In 89% of cases, AS is caused by mutations/deletions in the Notch signaling pathway ligand gene, JAGGED1, or the gene for its receptor, NOTCH2 [16]. The Notch signaling pathway has an important role in vascular development. Disruption of this pathway results in abnormal vascular development and signaling, which may also contribute to the development of IIH [15, 22]. Mouzaki et al. speculated that abnormalities in the microvasculature of the choroid plexus in AS patients could lead to abnormal CSF production or absorption, which in turn would cause intracranial hypertension [21].

The occurrence of PTCS in AS patients after liver transplantation has been previously described in 2 cases by Narula et al. [22]. While these patients were on tacrolimus, our patient was receiving cyclosporine, which has been related to the development raised ICP after renal, bone marrow, and heart transplantation. Nevertheless, based on the occurrence of intracranial hypertension in AS patients without liver transplant, it appears unlikely that the immunosuppressive medication solely resulted in PCTS, although it could have been a contributing factor [22].

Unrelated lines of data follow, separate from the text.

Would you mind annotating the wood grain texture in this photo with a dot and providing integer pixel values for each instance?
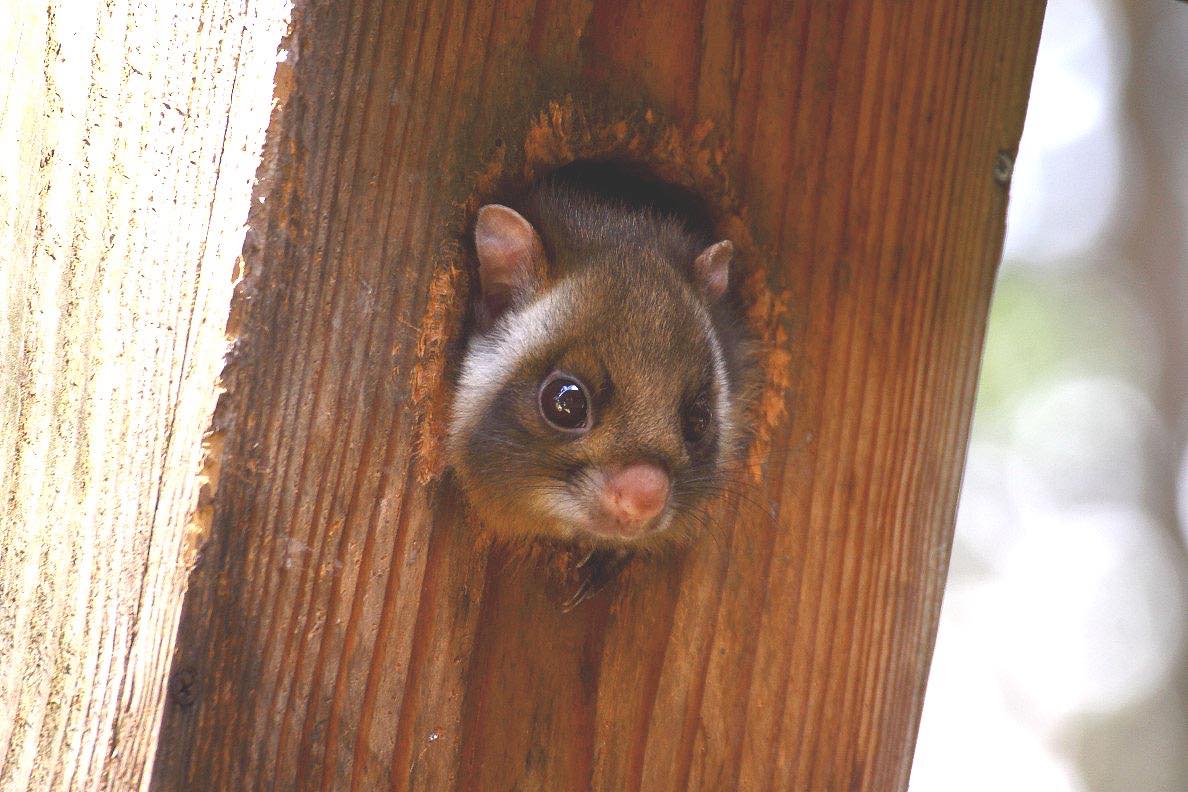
(351, 628)
(130, 134)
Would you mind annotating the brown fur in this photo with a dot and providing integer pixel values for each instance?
(634, 335)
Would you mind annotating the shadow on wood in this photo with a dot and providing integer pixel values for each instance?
(348, 627)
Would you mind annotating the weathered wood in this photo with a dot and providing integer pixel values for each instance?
(130, 134)
(349, 627)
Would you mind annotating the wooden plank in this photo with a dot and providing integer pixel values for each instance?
(351, 628)
(130, 134)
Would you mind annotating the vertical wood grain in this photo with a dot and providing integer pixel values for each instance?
(130, 134)
(351, 628)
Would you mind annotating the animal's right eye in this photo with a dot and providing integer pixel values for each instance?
(564, 403)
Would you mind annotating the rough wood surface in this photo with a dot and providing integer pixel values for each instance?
(130, 134)
(348, 627)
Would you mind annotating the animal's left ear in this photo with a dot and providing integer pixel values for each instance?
(712, 270)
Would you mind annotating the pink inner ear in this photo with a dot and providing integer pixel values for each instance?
(712, 268)
(510, 257)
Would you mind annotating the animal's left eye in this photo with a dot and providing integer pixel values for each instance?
(696, 418)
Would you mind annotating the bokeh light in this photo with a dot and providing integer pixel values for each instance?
(1061, 660)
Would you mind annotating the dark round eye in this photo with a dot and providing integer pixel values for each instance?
(696, 418)
(564, 404)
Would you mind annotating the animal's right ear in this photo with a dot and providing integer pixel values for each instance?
(511, 260)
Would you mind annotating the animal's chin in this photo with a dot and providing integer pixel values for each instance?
(605, 526)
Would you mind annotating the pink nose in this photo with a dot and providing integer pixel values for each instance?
(636, 493)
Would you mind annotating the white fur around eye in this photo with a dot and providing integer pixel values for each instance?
(492, 358)
(722, 403)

Due to its rarity, knowledge about treatment of PTCS in AS remains very limited. This is reflected by the few previously reported cases as outlined in Table 1. While medical treatment with acetazolamide, furosemide, and steroids was effective, there is only very little information on long-term efficacy. We here show that ventriculoperitoneal shunting may provide long-term relief and prevent recurrent PE. Relapse of PE due to growth-related dislocation of the ventricular catheter reinforces the need of ophthalmological and radiological follow-up examinations.

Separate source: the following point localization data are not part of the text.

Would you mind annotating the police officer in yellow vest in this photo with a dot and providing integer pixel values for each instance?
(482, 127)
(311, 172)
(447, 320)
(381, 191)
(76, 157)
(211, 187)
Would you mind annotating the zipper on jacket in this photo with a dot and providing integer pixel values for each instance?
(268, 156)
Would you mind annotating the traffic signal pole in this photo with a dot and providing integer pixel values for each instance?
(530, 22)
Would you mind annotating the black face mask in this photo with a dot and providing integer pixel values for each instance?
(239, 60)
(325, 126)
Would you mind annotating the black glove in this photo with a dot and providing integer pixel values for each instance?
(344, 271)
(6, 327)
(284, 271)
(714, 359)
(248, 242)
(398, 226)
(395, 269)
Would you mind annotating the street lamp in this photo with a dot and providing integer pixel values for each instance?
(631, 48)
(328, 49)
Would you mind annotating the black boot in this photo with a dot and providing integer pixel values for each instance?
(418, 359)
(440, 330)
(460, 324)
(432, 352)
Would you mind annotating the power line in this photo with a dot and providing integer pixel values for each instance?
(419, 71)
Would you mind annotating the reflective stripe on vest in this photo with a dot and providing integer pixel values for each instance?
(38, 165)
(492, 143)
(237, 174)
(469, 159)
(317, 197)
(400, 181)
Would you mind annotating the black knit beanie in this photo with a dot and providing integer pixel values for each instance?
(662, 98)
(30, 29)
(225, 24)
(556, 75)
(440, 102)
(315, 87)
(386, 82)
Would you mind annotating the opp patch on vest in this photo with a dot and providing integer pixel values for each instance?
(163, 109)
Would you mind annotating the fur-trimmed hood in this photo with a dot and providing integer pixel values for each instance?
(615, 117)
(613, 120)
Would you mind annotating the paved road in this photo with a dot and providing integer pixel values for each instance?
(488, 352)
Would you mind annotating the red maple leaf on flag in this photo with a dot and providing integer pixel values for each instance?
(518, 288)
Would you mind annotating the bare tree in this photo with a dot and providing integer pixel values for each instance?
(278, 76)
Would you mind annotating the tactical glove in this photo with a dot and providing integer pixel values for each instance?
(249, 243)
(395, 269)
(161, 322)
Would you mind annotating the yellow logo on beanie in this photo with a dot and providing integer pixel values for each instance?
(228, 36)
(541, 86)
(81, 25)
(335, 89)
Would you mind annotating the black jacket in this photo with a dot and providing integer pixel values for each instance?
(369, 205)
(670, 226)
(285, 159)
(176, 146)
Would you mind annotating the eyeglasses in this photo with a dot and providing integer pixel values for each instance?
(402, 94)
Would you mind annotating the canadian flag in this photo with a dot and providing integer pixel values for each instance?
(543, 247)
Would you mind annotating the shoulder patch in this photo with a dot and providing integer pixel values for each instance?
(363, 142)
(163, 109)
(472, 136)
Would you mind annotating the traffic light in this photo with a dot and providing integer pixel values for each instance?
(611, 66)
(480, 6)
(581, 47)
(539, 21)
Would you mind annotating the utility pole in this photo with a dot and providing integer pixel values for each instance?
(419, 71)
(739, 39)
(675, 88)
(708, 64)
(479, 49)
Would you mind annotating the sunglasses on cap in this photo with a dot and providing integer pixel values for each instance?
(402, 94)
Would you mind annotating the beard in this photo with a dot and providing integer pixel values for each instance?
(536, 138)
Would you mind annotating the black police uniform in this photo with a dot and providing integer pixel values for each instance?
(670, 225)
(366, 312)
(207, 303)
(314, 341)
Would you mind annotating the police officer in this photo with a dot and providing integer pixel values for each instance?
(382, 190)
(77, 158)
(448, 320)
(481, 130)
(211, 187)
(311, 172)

PTCS in AS is likely to be underdiagnosed because ophthalmological examinations are not performed routinely after initial diagnostic workup and due to the fact that the majority of patients remain asymptomatic [22].

Conclusions

Our report emphasizes the need for careful evaluation of PCTS in pediatric AS. Through the utility of continuous ICP monitoring, we offer new insights regarding ICP dynamics of this population. We also demonstrate that CSF shunting may provide reliable relief of symptoms on long-term follow-up. Our findings along with other reported cases suggest that a genetic predisposition makes AS patients susceptible for developing PCTS, whereas associated medical conditions and exogenous factors can trigger or exacerbate intracranial hypertension. The differentiation of PTCS in AS as primary or secondary PCTS is a subject deserving further discussion with findings thus far being supportive for the first.